Thursday, December 30, 2021

San Franciscans Get What They Voted for With Chesa Boudin

The Weather Underground scion isn’t the first district attorney they’ve elected on a soft-on-crime platform

By Michael Shellenberger. Excerpts:

"When Chesa Boudin ran for San Francisco district attorney in 2019, he said crime was caused by poverty, wealth inequality and inadequate government spending on social programs."

"The result has been an increase in crime so sharp that San Francisco’s liberal residents are now paying for private security guards, taking self-defense classes, and supporting a recall of Mr. Boudin, with a vote set for June 2022. Retailers like Walgreens and Target are closing stores in the city, citing rampant shoplifting. Last week, a shockingly organized mob of looters ransacked a downtown Louis Vuitton store."

"Mr. Boudin and his defenders say crime in San Francisco has actually declined under his watch. The store closings had little to do with shoplifting, they insist; Walgreens announced in 2019 it would close stores as a cost-saving measure. And after the Louis Vuitton looting, Mr. Boudin talked tough on Twitter : “Standby for felony charges.”

Indeed, some crimes did decline, but for Covid-related reasons, while many other offenses increased. The pandemic crimped tourism, which meant fewer car break-ins and less shoplifting, but both are now on the rise.

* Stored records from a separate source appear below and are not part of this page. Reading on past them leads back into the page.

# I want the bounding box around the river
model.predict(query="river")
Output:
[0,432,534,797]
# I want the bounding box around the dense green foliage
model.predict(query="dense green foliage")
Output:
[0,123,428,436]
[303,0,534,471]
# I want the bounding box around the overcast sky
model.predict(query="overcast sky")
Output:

Car break-ins were 75% higher in May 2021 than in 2019, before the pandemic."

"In 2019, 40% of all shoplifting reports resulted in arrest; in 2021, under Mr. Boudin, only 19% did. Walgreens says shoplifting is five times as high, and security costs 50 times as high, in its San Francisco stores as the chainwide average."

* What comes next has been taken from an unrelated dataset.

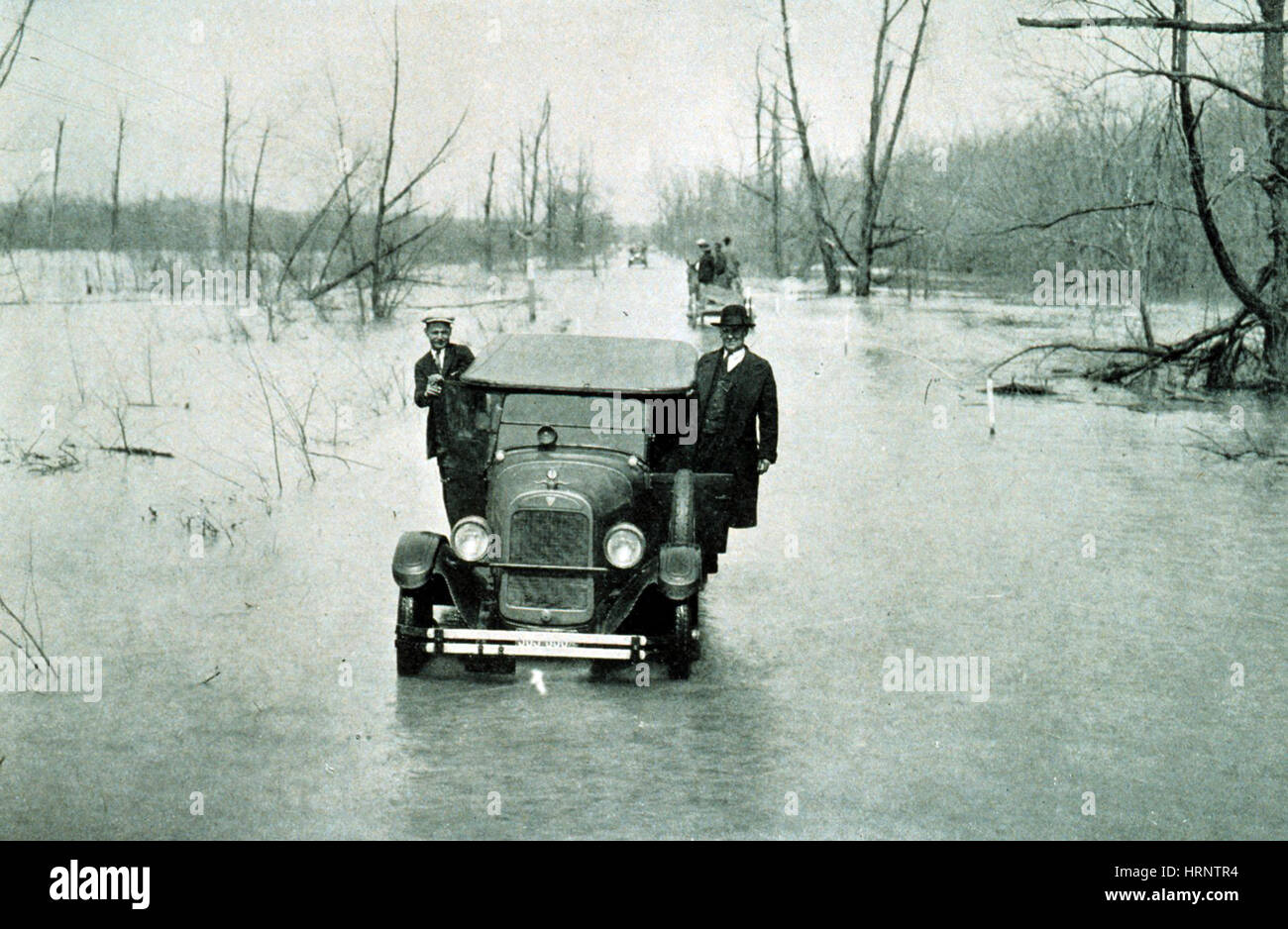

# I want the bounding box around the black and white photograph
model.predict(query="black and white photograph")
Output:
[0,0,1288,875]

"the charging rate for theft by Mr. Boudin’s office declined from 62% in 2019 to 46% in 2021; for petty theft it fell from 58% to 35%. San Francisco’s jail population has plummeted to 766 in 2021 from 2,850 in 2019. More than half of all offenders, and three-quarters of the most violent ones, who are released from jail before trial commit new crimes."

"The San Francisco Police Department is short 400 officers and demoralized. A security video obtained by the San Francisco Chronicle last week appeared to show officers allowing a robbery of a marijuana dispensary. Total narcotics arrests declined by half from 2019 to 2021."

"The solution to San Francisco’s problems is relatively straightforward. The city needs to shut down the drug scene by working with the federal government to deport dealers who are here illegally, most of whom are from Honduras; arrest addicts who camp and use drugs publicly and offer them rehab as an alternative to jail; and redevelop the squalid Tenderloin neighborhood, which, because of the influx of out-of-town addicts, fosters depravity and criminality affecting the entire city."